Aux termes de ses dernières conclusions notifiées, déposées au greffe le 9 janvier 2026, la société [2], devenue [16], demande notamment à la cour de :
— Confirmer le jugement en ce qu’il a débouté M. [F] de ses demandes ;
— Réformer le jugement en ce qu’il a :
Omis de juger irrecevable l’action de M. [F] contre elle concernant l’exécution déloyale du contrat de travail durant la période de mise à disposition ;
Omis de juger irrecevable l’action de M. [F] contre elle concernant l’obligation de sécurité durant la période de mise à disposition ;
Jugé l’action de M. [F] en résiliation judiciaire pour manquements à l’obligation de loyauté et de sécurité recevable à son encontre ;
Omis de juger irrecevable l’action en contestation du licenciement contre elle par M. [F] ;
— Infirmer le jugement en ce qu’il l’a condamnée à verser à M. [F] la prime sur objectifs 2020 et la somme de 1 800 euros au titre de l’article 700 du code de procédure civile ;
— Statuant à nouveau,
— Juger irrecevable l’action de M. [F] en résiliation judiciaire du contrat de travail portant sur la période de sa mise à disposition de la société [8] pour défaut d’intérêt à agir contre la société [16] ;
— Débouter M. [F] de sa demande de résiliation judiciaire du contrat de travail portant sur la période consécutive à la rupture de la convention de mise à disposition au sein de la société [8] ;
— Juger irrecevable l’action de M. [F] en contestation du licenciement ;
— Juger irrecevable l’action en paiement de la prime sur objectifs 2020 à son encontre ;
— Débouter M. [F] de l’ensemble de ses demandes contre elle ;
— Condamner M. [F] à lui verser la somme de 3 000 euros au titre de l’article 700 du code procédure civile pour la première instance ;
— Condamner M. [F] à lui verser la somme de 3 000 euros au titre de l’article 700 du code procédure civile pour l’instance d’appel ;
— Condamner M. [F] aux dépens ;
— A titre subsidiaire,
— Débouter M. [F] de sa demande de résiliation judiciaire du contrat de travail portant sur la période de sa mise à disposition de la société [8] ;
— Juger qu’elle ne peut être condamnée solidairement avec la société [1] au titre de la demande de résiliation judiciaire du contrat de travail portant sur la période de mise à disposition ;
— Débouter M. [F] de sa demande de résiliation judiciaire du contrat de travail portant sur la période consécutive à la rupture de la convention de mise à disposition au sein de la société [8] ;
— Débouter M. [F] des demandes dirigées contre elle ;
La clôture est intervenue le 24 février 2026.

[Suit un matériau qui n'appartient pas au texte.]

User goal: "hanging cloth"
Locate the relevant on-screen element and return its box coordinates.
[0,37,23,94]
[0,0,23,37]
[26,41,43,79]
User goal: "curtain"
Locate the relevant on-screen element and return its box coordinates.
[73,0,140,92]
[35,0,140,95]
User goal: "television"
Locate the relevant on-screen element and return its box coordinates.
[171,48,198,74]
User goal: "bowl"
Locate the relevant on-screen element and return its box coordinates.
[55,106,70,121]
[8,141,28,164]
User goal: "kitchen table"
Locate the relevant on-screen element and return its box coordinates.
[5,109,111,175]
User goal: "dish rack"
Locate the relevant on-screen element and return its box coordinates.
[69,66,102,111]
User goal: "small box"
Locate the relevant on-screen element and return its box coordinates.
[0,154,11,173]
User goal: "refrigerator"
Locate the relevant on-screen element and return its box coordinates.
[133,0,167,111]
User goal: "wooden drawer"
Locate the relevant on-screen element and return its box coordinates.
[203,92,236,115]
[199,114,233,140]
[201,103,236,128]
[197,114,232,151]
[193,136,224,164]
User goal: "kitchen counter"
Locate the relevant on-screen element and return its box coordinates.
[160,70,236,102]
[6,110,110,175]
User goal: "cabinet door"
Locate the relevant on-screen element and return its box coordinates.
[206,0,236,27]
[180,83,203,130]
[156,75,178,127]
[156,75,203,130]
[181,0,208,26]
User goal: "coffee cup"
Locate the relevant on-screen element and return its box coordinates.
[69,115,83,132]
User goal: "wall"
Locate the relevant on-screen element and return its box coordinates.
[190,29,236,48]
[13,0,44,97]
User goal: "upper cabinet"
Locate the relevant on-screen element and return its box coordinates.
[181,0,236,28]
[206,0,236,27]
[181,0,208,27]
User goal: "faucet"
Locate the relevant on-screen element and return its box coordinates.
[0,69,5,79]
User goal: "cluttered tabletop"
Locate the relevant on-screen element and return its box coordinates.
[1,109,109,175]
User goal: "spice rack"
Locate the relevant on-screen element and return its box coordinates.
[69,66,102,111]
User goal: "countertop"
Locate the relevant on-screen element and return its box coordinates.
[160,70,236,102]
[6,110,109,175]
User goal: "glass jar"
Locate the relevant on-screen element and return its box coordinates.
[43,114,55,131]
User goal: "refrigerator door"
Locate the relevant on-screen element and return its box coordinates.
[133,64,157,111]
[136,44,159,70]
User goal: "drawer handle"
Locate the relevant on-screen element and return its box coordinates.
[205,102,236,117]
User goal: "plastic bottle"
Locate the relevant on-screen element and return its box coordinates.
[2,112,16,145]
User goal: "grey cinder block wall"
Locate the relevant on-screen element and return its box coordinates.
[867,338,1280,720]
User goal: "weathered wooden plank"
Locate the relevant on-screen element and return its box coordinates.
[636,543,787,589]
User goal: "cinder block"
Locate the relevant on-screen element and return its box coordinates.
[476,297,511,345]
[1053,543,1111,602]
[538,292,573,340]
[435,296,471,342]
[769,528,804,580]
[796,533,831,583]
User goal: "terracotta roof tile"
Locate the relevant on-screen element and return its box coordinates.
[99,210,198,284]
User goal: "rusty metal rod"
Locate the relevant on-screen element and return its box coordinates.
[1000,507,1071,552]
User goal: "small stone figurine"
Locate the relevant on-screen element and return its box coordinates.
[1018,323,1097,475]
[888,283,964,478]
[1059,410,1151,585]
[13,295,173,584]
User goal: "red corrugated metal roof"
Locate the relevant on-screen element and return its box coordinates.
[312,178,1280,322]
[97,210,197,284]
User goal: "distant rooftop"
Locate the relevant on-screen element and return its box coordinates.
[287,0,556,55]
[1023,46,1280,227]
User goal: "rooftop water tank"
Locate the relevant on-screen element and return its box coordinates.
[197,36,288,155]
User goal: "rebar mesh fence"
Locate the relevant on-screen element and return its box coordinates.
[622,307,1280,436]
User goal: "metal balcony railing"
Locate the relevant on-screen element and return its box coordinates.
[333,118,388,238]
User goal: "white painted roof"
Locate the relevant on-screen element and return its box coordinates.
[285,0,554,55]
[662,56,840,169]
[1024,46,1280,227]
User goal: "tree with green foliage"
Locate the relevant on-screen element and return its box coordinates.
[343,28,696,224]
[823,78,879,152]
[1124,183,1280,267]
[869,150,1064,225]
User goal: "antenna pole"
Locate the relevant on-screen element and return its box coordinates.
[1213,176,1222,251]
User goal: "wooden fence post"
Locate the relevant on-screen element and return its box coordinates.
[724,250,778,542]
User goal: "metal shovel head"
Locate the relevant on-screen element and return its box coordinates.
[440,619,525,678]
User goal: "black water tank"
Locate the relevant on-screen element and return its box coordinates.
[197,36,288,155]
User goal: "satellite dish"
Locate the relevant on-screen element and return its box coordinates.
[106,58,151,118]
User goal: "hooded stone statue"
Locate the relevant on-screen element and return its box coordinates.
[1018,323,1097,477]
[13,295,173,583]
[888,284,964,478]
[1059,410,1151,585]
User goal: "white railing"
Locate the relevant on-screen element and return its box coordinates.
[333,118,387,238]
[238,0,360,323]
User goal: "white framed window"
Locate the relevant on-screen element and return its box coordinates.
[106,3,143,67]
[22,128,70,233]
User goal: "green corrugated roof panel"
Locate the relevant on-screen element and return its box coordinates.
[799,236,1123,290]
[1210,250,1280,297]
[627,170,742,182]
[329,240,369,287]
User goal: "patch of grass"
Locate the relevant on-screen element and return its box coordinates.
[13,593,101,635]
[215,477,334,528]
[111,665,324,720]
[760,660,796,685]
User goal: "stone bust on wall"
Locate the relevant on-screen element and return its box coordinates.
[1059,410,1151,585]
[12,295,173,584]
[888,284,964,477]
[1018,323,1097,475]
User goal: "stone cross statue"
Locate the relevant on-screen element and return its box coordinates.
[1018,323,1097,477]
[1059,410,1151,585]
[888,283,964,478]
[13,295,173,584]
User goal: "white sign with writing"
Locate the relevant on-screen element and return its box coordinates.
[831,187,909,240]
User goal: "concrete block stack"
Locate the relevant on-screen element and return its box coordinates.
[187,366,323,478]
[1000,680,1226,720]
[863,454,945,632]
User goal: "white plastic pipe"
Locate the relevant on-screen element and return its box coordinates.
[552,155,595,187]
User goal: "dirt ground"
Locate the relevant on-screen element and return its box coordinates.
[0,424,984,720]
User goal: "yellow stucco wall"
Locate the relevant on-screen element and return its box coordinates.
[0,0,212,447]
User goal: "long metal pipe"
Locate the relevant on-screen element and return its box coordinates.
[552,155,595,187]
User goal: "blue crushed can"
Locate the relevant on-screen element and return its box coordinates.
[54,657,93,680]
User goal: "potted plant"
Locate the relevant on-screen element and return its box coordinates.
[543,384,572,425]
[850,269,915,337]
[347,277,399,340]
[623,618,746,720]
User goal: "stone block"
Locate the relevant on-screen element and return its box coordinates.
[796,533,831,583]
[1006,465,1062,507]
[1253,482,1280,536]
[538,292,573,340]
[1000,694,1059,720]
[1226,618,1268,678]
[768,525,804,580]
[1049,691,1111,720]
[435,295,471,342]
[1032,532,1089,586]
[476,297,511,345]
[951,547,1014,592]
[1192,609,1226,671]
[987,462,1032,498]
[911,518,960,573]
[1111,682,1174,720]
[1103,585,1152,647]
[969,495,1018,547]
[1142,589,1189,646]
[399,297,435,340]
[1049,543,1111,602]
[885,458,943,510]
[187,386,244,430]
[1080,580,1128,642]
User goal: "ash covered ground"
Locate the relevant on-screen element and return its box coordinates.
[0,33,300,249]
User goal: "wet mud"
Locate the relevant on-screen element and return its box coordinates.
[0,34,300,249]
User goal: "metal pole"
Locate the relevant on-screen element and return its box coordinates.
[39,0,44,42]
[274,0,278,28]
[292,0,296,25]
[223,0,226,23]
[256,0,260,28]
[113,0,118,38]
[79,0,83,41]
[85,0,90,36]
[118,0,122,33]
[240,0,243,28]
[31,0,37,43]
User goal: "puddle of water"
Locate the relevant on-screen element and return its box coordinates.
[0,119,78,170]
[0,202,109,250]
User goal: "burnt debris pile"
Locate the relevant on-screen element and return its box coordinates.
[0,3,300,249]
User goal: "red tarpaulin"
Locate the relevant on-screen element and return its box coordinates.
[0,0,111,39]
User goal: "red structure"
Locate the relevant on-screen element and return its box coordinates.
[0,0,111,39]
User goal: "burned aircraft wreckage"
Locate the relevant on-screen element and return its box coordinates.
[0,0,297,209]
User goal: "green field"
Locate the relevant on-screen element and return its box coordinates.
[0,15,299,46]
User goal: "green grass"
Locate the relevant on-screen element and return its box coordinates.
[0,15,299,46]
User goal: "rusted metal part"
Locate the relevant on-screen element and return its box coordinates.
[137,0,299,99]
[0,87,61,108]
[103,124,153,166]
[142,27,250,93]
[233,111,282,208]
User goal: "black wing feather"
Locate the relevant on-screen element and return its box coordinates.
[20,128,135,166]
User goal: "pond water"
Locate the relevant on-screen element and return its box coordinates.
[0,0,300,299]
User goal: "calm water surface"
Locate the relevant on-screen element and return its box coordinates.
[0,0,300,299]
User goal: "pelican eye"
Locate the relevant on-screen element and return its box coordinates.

Conformément aux dispositions de l’article 455 du code de procédure civile, la cour se réfère, pour un plus ample exposé des moyens et prétentions des parties, à leurs conclusions écrites précitées.
MOTIFS DE LA DÉCISION
A titre liminaire, la cour rappelle qu’elle n’est pas tenue de statuer sur les demandes de « constatations » ou de « dire » qui ne sont pas, hors les cas prévus par la loi, des prétentions dans la mesure où elles ne sont pas susceptibles d’emporter des conséquences juridiques ou qu’elles constituent en réalité des moyens.
1-Sur la demande de rappel de prime d’objectifs 2020
1-1-Sur la recevabilité de la demande
L’article 122 du code de procédure civile dispose que constitue une fin de non-recevoir tout moyen qui tend à faire déclarer l’adversaire irrecevable en sa demande, sans examen au fond, pour défaut de droit d’agir, tel le défaut de qualité, le défaut d’intérêt, la prescription, le délai préfix, la chose jugée.
Il résulte de l’article 31 du code de procédure civile que l’action est ouverte à tous ceux qui ont un intérêt légitime au succès ou au rejet d’une prétention et de l’article 31 qu’est irrecevable toute prétention émise par ou contre une personne dépourvue du droit d’agir.
L’intérêt au succès d’une prétention s’apprécie au jour de l’introduction de la demande en justice.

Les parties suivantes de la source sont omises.